An interesting tidbit in the news today with Translink announcing that Belfast Central Station is to be renamed “Lanyon Place” following a programme of refurbishment due to be completed in September. From the press release :
The Lanyon Place area has become a major hub of activity, with the ‘Lanyon’ name being adopted by a range of neighbouring businesses, alongside Belfast City Council’s exciting plans for the Lanyon Tunnels.
‘We consulted with a range of local stakeholders regarding this name change, and Lanyon Place made sense in order to provide more clarity on where the station is geographically located within the city. We plan to phase the new name in over the coming months, with the official name change introduced from September when the works are due to be completed.
The renaming of the station breaks with a little piece of tradition that is not well understood by Belfast residents and visitors alike – who often ask “why is it called Belfast Central when it isn’t in any way central ?”
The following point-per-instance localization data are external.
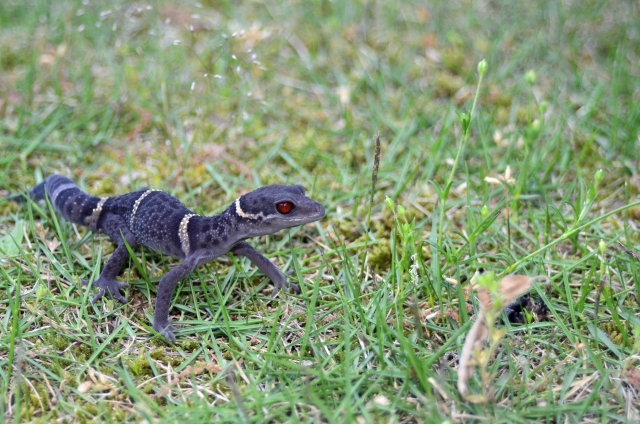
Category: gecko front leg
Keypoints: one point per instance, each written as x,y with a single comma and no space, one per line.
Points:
264,265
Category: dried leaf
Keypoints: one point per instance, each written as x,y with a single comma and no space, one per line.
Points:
510,288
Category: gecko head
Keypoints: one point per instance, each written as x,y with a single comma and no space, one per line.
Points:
272,208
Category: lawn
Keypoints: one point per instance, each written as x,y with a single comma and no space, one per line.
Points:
433,166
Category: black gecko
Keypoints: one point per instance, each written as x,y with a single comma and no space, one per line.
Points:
161,222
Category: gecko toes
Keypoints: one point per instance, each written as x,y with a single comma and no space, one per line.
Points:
108,287
289,287
166,329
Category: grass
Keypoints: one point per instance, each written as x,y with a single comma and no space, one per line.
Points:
214,99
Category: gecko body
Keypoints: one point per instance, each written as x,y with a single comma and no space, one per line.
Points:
157,220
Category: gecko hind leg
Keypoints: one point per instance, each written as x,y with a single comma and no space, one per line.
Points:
116,228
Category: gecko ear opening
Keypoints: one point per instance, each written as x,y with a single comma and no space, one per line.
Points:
284,207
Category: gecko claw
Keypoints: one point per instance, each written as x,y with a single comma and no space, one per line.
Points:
166,329
108,287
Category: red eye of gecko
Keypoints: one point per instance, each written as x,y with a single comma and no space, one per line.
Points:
284,207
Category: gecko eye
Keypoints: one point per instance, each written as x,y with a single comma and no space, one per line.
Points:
284,207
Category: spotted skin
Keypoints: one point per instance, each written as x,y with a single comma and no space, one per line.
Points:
161,222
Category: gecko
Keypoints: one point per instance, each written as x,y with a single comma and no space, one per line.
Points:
161,222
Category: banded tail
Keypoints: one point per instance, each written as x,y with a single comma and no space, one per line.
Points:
67,199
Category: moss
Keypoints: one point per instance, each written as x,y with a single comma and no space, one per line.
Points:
140,365
190,345
380,255
157,354
60,342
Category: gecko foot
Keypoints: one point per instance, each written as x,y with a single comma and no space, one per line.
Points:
166,329
284,284
108,287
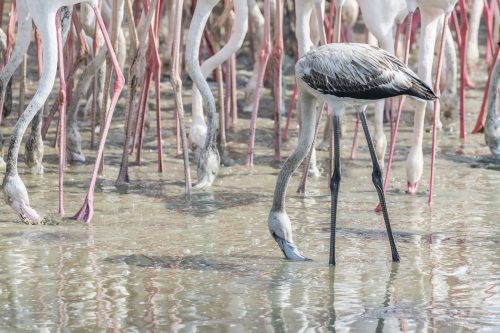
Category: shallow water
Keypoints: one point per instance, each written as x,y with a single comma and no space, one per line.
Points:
151,260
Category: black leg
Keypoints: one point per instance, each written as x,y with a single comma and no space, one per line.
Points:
377,181
334,185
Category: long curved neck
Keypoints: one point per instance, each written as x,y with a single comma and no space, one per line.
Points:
45,22
308,122
200,17
303,31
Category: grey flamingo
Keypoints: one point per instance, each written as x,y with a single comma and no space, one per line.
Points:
341,74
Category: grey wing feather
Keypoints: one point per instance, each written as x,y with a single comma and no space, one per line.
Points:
355,70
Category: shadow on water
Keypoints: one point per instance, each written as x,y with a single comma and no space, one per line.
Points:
36,236
207,203
483,162
387,298
195,262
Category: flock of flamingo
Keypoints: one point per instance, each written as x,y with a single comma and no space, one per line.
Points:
330,69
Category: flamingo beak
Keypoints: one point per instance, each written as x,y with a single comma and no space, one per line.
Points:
289,249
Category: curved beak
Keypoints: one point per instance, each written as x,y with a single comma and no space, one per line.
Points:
289,249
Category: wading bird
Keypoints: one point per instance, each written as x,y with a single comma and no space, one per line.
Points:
43,14
341,74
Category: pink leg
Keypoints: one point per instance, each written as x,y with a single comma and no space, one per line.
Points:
234,97
93,121
87,211
398,114
277,62
154,57
463,66
284,135
176,82
8,52
436,104
263,58
482,114
62,115
303,181
142,111
488,17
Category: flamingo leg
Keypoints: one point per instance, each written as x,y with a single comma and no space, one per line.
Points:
175,80
277,67
87,211
278,221
400,108
482,115
284,135
377,181
334,186
62,115
14,190
436,105
262,63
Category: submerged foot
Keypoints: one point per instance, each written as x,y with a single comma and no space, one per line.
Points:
411,188
208,167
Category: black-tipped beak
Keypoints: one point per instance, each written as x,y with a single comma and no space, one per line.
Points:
289,249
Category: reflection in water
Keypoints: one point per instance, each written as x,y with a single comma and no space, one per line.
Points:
389,287
153,262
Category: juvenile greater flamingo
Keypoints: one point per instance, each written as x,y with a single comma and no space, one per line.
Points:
341,74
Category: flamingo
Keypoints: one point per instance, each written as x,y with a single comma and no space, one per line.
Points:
43,14
430,12
341,74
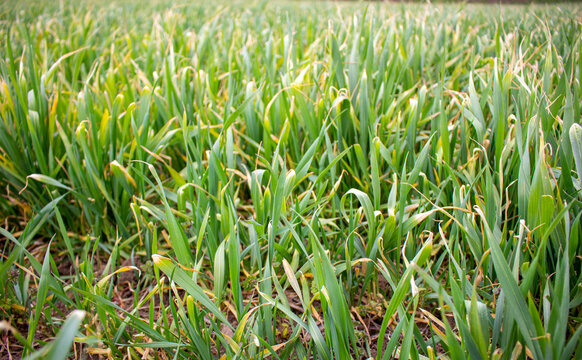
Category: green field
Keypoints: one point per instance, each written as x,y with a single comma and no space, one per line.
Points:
290,180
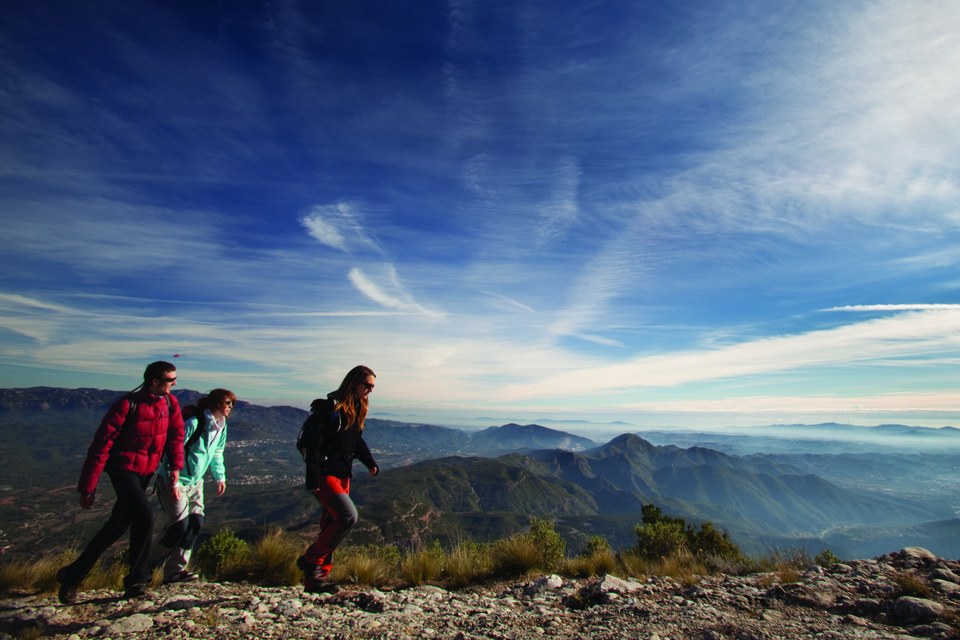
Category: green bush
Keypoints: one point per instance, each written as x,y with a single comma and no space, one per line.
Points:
271,561
371,564
826,558
422,566
514,556
596,545
661,536
33,576
548,541
467,563
222,556
660,540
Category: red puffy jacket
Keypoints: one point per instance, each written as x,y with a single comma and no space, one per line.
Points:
138,446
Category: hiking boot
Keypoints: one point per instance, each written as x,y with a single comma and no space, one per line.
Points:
319,586
135,591
310,571
181,576
67,594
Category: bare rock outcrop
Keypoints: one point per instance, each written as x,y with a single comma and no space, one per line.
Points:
897,596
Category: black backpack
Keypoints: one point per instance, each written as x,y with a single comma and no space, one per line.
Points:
310,437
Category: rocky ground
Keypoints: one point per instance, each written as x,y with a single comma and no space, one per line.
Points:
855,600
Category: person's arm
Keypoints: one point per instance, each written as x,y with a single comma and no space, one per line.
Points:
99,450
174,445
363,453
217,468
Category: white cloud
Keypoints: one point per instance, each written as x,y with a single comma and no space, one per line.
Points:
910,337
896,307
338,226
396,298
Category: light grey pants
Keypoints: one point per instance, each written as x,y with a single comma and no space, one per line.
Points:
177,543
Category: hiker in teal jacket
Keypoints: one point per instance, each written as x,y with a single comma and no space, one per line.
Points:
205,436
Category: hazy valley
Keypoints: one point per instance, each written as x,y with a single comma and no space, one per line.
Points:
858,491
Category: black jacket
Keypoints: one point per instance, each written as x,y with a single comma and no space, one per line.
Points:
331,446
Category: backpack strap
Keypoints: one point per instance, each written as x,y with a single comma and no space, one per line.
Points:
201,424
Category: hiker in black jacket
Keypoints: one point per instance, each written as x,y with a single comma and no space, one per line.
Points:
330,439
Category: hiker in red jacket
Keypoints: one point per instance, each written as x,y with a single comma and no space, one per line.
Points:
132,436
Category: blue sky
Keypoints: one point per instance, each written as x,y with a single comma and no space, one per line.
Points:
691,214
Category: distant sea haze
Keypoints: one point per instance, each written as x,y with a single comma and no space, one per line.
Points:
855,490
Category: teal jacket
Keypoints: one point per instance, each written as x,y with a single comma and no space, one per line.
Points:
202,455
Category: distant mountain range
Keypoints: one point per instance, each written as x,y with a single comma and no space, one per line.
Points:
447,484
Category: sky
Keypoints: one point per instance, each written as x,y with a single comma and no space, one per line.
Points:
694,214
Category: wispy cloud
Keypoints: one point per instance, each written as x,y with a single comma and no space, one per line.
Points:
907,338
896,307
339,226
388,292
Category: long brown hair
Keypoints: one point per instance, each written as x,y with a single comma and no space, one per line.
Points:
215,399
352,404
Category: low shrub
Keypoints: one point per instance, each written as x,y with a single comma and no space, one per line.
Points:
272,559
514,556
467,563
223,557
422,566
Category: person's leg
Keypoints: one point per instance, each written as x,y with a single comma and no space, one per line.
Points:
124,484
141,532
175,509
193,520
339,517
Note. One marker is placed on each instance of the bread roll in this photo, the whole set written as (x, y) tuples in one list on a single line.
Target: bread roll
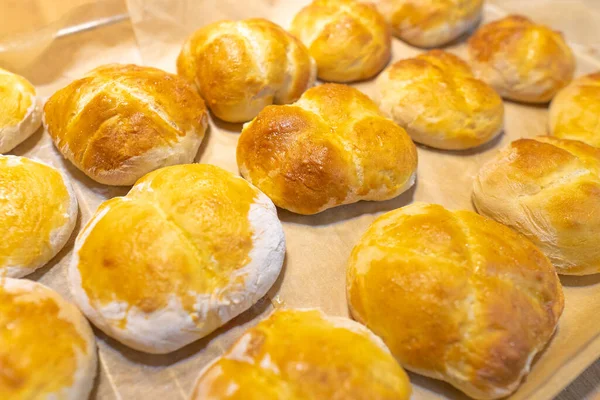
[(439, 102), (430, 23), (241, 67), (575, 109), (120, 122), (20, 110), (48, 350), (189, 248), (351, 41), (304, 354), (331, 147), (549, 190), (38, 211), (455, 296), (522, 60)]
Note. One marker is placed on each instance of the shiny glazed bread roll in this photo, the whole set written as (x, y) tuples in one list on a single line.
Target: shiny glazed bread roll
[(189, 248), (522, 60), (120, 122), (241, 67), (38, 211), (439, 102), (549, 190), (349, 40), (331, 147), (455, 296), (430, 23), (48, 350), (574, 111), (20, 110), (304, 355)]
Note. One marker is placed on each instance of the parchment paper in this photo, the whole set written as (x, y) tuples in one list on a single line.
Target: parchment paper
[(318, 246)]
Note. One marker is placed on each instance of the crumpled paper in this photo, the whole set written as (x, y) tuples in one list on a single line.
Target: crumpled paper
[(318, 246)]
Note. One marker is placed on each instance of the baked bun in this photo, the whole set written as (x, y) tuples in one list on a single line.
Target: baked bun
[(522, 60), (549, 190), (189, 248), (455, 296), (241, 67), (349, 40), (120, 122), (430, 23), (38, 211), (331, 147), (575, 109), (304, 354), (48, 348), (439, 102), (20, 110)]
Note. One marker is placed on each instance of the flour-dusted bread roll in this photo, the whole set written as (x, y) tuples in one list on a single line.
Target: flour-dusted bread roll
[(439, 102), (349, 40), (20, 110), (522, 60), (189, 248), (575, 109), (48, 350), (455, 296), (301, 355), (38, 211), (120, 122), (430, 23), (331, 147), (241, 67), (549, 190)]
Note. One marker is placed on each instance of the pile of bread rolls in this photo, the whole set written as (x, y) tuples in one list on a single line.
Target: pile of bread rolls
[(453, 295)]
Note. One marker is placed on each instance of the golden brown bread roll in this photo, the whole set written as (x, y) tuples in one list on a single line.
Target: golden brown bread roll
[(522, 60), (575, 109), (331, 147), (120, 122), (304, 355), (38, 211), (439, 102), (48, 350), (189, 248), (430, 23), (20, 110), (549, 190), (455, 296), (241, 67), (349, 40)]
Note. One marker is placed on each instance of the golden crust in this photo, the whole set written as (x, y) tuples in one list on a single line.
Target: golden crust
[(47, 349), (549, 190), (430, 23), (332, 147), (241, 67), (455, 296), (349, 40), (120, 122), (37, 214), (439, 102), (304, 355), (575, 109), (522, 60)]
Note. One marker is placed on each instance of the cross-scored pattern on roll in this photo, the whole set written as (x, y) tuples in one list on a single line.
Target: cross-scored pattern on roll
[(430, 23), (455, 296), (331, 147), (349, 40), (549, 190), (120, 122), (241, 67)]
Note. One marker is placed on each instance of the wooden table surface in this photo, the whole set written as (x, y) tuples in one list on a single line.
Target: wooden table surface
[(17, 14)]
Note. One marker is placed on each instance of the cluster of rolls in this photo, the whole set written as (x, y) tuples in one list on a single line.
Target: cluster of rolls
[(469, 299)]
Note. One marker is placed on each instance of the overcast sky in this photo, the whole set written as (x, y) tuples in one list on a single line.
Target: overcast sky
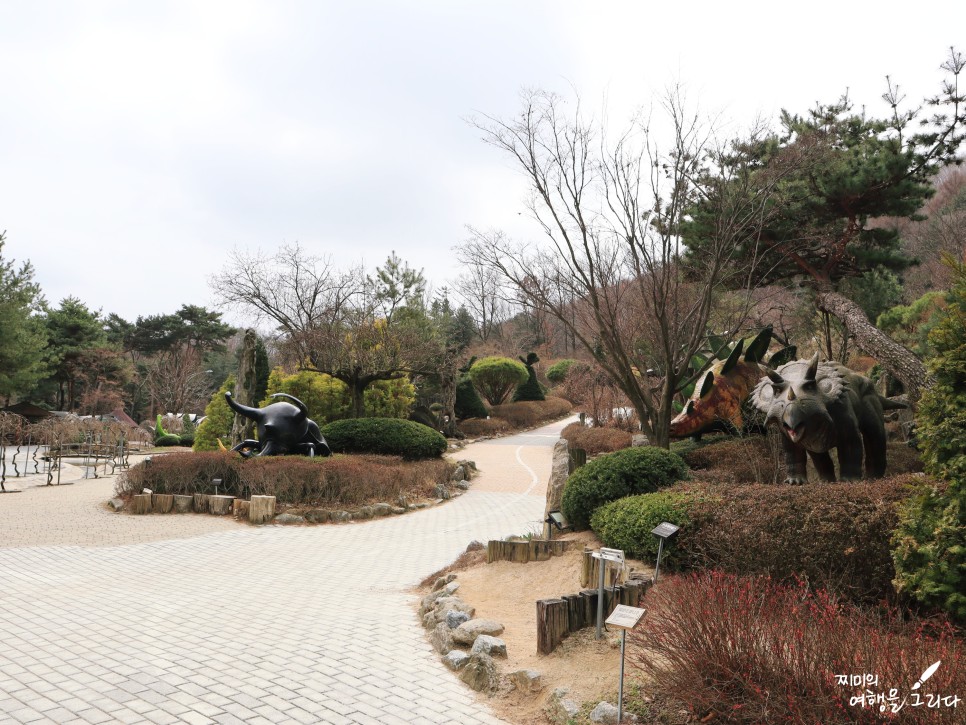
[(141, 141)]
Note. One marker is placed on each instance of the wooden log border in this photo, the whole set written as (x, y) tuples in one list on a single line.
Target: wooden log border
[(560, 617), (523, 552)]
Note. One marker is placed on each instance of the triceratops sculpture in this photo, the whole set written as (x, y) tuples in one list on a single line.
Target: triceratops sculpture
[(719, 401), (282, 428), (820, 406)]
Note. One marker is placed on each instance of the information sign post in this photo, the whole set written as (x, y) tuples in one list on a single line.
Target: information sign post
[(625, 618)]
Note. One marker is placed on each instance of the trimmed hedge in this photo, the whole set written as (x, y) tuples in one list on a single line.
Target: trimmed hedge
[(627, 522), (335, 482), (616, 475), (835, 536), (387, 436)]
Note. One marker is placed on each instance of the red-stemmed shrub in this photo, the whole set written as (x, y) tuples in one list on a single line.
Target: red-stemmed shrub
[(749, 650)]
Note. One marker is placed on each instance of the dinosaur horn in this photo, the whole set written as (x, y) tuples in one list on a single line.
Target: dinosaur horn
[(304, 412), (250, 413), (812, 368)]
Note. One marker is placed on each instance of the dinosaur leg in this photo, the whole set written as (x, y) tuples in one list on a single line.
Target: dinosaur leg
[(823, 464), (794, 462), (850, 458)]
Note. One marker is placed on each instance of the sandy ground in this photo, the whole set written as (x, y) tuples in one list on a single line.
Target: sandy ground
[(507, 593)]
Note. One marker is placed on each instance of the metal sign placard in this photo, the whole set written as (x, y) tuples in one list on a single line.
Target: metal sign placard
[(665, 530), (625, 617)]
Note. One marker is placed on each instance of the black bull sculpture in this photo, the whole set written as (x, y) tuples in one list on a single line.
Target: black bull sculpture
[(282, 428)]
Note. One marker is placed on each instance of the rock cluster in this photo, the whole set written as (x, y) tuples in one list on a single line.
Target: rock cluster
[(469, 646)]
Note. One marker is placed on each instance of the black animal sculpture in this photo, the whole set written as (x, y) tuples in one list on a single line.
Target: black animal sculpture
[(820, 406), (282, 428)]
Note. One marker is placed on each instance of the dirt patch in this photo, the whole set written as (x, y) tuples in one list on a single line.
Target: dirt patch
[(507, 593)]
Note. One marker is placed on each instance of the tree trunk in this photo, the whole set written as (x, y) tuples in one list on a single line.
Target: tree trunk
[(897, 359), (243, 428)]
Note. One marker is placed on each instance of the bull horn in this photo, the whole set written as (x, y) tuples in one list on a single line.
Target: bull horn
[(304, 412), (255, 414), (812, 368)]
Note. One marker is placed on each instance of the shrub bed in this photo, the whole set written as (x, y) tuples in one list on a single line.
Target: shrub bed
[(627, 522), (749, 650), (387, 436), (296, 480), (836, 536), (616, 475), (596, 440)]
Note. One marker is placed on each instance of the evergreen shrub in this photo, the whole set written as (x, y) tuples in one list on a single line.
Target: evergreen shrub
[(627, 522), (496, 377), (616, 475), (469, 404), (388, 436), (930, 553)]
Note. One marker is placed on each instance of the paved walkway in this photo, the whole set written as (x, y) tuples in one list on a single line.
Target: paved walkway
[(241, 624)]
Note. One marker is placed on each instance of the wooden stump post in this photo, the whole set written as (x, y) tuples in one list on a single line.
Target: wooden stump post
[(162, 502), (552, 624), (182, 504), (220, 505), (261, 509), (142, 503)]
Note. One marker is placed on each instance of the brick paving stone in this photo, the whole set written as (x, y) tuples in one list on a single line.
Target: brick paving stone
[(119, 618)]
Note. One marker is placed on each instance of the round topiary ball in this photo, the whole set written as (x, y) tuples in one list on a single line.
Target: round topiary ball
[(386, 436), (616, 475)]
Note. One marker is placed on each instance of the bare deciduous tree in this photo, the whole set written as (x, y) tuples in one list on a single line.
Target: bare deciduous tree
[(611, 269)]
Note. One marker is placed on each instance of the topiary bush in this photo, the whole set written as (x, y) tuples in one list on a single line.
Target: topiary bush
[(616, 475), (930, 553), (497, 377), (627, 522), (217, 421), (530, 390), (388, 436), (557, 372), (469, 404)]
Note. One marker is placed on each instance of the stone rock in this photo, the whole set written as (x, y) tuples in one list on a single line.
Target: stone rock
[(442, 638), (526, 680), (467, 632), (288, 519), (454, 619), (480, 673), (456, 659), (605, 713), (493, 646), (559, 470)]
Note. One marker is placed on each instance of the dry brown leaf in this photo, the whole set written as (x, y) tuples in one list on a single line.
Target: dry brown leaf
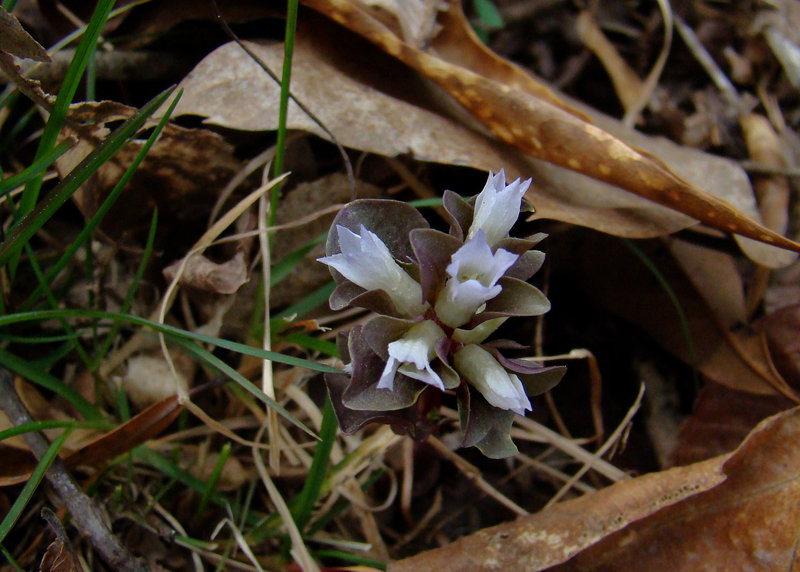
[(168, 178), (720, 421), (749, 522), (782, 328), (732, 357), (553, 535), (138, 429), (734, 512), (627, 85), (201, 273), (716, 277), (336, 77), (772, 192), (16, 41), (549, 133)]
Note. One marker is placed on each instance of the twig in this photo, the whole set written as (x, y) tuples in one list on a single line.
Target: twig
[(87, 516)]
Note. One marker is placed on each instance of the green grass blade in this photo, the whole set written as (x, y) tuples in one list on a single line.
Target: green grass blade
[(42, 425), (311, 343), (673, 298), (26, 228), (171, 470), (243, 382), (35, 169), (351, 558), (304, 306), (283, 104), (319, 465), (213, 479), (44, 379), (177, 333), (30, 487), (66, 93), (137, 278), (108, 202)]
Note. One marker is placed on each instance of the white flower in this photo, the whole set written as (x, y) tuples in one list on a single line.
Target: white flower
[(482, 371), (474, 272), (497, 207), (411, 355), (366, 261)]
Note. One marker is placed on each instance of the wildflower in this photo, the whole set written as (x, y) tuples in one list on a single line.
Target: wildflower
[(474, 272), (411, 355), (366, 261), (497, 208), (484, 372)]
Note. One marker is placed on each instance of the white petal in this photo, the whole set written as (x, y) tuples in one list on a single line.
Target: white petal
[(497, 207), (387, 377), (366, 261), (411, 355), (474, 272), (475, 260), (484, 372)]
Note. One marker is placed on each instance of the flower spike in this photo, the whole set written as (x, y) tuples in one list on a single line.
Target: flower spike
[(497, 207)]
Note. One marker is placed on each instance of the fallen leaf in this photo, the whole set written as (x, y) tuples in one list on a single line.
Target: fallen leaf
[(554, 535), (781, 329), (137, 430), (748, 522), (149, 379), (16, 41), (732, 356), (201, 273), (331, 72), (168, 178), (734, 512), (720, 421), (548, 132)]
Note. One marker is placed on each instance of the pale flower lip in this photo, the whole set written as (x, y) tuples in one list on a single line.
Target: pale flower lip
[(497, 207), (484, 372), (474, 271), (411, 355), (366, 261)]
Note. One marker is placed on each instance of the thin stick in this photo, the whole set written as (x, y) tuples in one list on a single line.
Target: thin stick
[(87, 516), (612, 439)]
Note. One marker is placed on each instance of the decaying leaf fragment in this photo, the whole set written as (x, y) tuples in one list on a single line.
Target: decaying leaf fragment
[(735, 512), (168, 178), (16, 41)]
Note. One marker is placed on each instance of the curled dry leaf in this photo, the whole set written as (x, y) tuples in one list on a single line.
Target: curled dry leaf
[(720, 420), (16, 41), (168, 178), (332, 71), (733, 512), (748, 522), (549, 132)]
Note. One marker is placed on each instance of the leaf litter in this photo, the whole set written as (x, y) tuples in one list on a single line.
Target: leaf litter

The answer lies in the long and fractured history of the railways in Belfast. Back in the Victorian era, when the railways were being constructed under what was then a kind of dot-com boom, private sector investors were building railways all over the place, subject to little control other than soft-touch parliamentary authorisation. In Belfast, there were three separate and unconnected railway terminii, all of them grand, opulent structures reflecting the huge amounts of capital being poured into their construction, and the prestige the new railway companies felt their stations and routes ought to have.
Only a few weeks ago, the last remaining (visible) part of the original York Road railway station – the Midland Building, previously known as the Midland Hotel – was quietly demolished. This was originally the part of terminus of what started life as the Belfast and Ballymena Railway Company in 1848. This enormous station and its associated yards and facilities stretched to the north and west from York Road all the way across to Duncrue Street. Later, the original company was subsumed by the Belfast and Northern Counties Railway, until it was taken over by the GB-based London Midland and Scotland railway, who subsumed it under the name “Northern Counties Committee”.
The LMS-NCC controlled one of the two major routes serving Derry out of Belfast as well as innumerable branch lines along the way, and supervised what would turn out to be the last major railway construction project anywhere on the island of Ireland for nearly a century – the Bleach Green-Monkstown bridge and direct curve, in the early 1930s.